To the side, Tyler stood with a shotgun braced against his shoulder, the barrel already trained on Ethan's chest.

Laurel smiled.

"Careful," she said softly, savoring the moment. "If you move even an inch, this needle goes in. You know what nightshade does. Seconds, and she's gone."

Ethan's gaze flicked to the syringe. Then to Enid's face—pale, unconscious, helpless.

Something in him snapped.

"I told you," he said quietly, his voice low and vibrating with restraint, "never to cross that line."

His eyes ignited—red spreading outward from his pupils, veins crawling like cracks through marble. The temperature in the chamber seemed to drop.

Laurel laughed, sharp and pleased. "And what if I did?" she taunted. "You can't do anything now. I'm holding your weakness. One push, one twitch of my finger, and she dies."

Ethan took a single step forward.

"Try it," he said, teeth bared. "The moment that needle pierces her skin, you'll beg me to kill you. What I'll do instead will make death feel merciful."

For a heartbeat, Laurel hesitated—then masked it with cruelty.

"Oh, I'm not killing her," she said. "I'm killing you. That's why I waited. That's why I played patient."

She turned her head slightly. "Tyler, dear. Aim for his heart."

Tyler's grin spread as he adjusted his stance, the shotgun locking firmly on target.

"Guns?" Ethan laughed softly. "Disappointing. You should've brought your father instead. His aim's better than yours."

Tyler's smile froze and turned to anger.

"Last time," Ethan went on, voice cutting, "I beat you bloody even when you were in your monster form. Now you're hiding behind firearms like a scared little boy."

He leaned forward just enough to make the threat unmistakable.

"Pathetic."

Ethan's gaze stayed locked on Tyler. "Why don't you hide behind your sheriff daddy while you're at it?"
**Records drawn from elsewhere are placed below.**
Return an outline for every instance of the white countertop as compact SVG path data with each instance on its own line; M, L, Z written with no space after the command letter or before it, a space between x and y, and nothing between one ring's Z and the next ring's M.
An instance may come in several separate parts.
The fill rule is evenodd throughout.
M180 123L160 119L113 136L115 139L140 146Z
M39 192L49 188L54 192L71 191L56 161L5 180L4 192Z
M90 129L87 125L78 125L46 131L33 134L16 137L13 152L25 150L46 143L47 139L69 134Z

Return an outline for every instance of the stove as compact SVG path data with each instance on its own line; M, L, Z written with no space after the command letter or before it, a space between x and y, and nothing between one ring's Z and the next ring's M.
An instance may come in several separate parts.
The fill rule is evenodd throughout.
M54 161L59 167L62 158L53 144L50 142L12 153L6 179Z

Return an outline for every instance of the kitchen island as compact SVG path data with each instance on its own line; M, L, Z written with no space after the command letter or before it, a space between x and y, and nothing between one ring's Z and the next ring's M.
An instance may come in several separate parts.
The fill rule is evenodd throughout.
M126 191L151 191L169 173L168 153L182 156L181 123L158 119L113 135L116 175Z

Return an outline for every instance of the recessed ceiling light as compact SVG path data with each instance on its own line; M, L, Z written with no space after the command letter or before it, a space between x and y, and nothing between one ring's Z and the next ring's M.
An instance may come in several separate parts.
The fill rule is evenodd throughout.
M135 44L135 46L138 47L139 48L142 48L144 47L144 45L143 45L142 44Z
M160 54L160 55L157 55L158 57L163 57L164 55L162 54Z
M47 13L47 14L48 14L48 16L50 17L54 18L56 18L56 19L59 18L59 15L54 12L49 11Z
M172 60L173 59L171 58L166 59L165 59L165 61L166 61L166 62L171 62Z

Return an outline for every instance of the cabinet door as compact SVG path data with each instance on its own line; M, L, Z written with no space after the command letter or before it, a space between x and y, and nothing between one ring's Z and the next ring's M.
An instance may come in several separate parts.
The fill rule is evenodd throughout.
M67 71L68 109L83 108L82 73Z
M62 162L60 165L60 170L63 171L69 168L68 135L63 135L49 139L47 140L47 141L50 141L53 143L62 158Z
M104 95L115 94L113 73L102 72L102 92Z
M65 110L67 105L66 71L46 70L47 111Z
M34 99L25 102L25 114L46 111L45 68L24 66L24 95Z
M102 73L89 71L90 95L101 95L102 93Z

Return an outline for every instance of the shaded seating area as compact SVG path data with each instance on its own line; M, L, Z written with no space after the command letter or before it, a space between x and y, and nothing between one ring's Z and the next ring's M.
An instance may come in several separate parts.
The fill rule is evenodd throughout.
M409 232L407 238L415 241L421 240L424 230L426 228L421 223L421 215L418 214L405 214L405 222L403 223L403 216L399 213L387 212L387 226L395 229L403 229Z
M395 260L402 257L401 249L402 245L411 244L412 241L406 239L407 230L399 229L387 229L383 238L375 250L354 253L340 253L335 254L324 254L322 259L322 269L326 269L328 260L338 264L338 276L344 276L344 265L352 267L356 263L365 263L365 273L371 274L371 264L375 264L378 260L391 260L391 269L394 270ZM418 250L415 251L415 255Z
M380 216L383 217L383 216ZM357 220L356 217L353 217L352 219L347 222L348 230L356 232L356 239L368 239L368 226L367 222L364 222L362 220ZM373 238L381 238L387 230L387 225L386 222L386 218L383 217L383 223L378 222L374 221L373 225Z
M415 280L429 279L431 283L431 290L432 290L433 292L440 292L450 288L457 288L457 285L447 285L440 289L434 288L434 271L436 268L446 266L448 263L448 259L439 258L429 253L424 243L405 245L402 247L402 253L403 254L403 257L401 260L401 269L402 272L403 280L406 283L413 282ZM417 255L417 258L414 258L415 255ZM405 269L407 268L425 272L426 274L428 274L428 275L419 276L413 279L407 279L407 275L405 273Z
Tyler's face twisted with rage. He hated this—hated remembering the last time, when he'd been in monster form, drunk on his own strength, convinced he was unstoppable.

And still, he'd been beaten. Thoroughly. That humiliation had never left him.

Now it was happening again.

Even with a gun in his hands, even with the upper hand, the confidence on Ethan's face made Tyler feel small. It wasn't fear he saw there. It was contempt. The same look as before—calm, unflinching, looking down on him.

He wasn't just angry.

He was desperate to erase that look.

Laurel sucked in a sharp breath. The syringe hovered closer to Enid's neck—shk—the liquid inside trembling. "Don't move."

Her warning cut the air. She edged the needle forward another centimeter.

"Now, dear," Laurel said softly, almost singing. "Shoot him."

Tyler's grin spread.

"Smile while you can," Ethan replied, voice calm, edged with steel. "The last one to smile will be me."

BANG!

The blast thundered through the crypt.

The shotgun shells tore straight into his chest, punching through flesh with a wet THUD. A jagged hole opened where they hit, blood bursting out as the force hurled him backward.

His body hit the floor. Breath fled his lungs—HNNG—sound draining into a distant RING. Blood spilled fast—SPLASH—dark against the stone.

Vision blurring, edges tunneling, he caught one last image through the haze.

Wednesday.

With an expression he had never seen.

'Well, this turned into a mess.'

Silence swallowed the chamber.

Laurel released Enid—DROP—and she crumpled to the floor, unmoving, as the echo of the gunshot faded into nothing.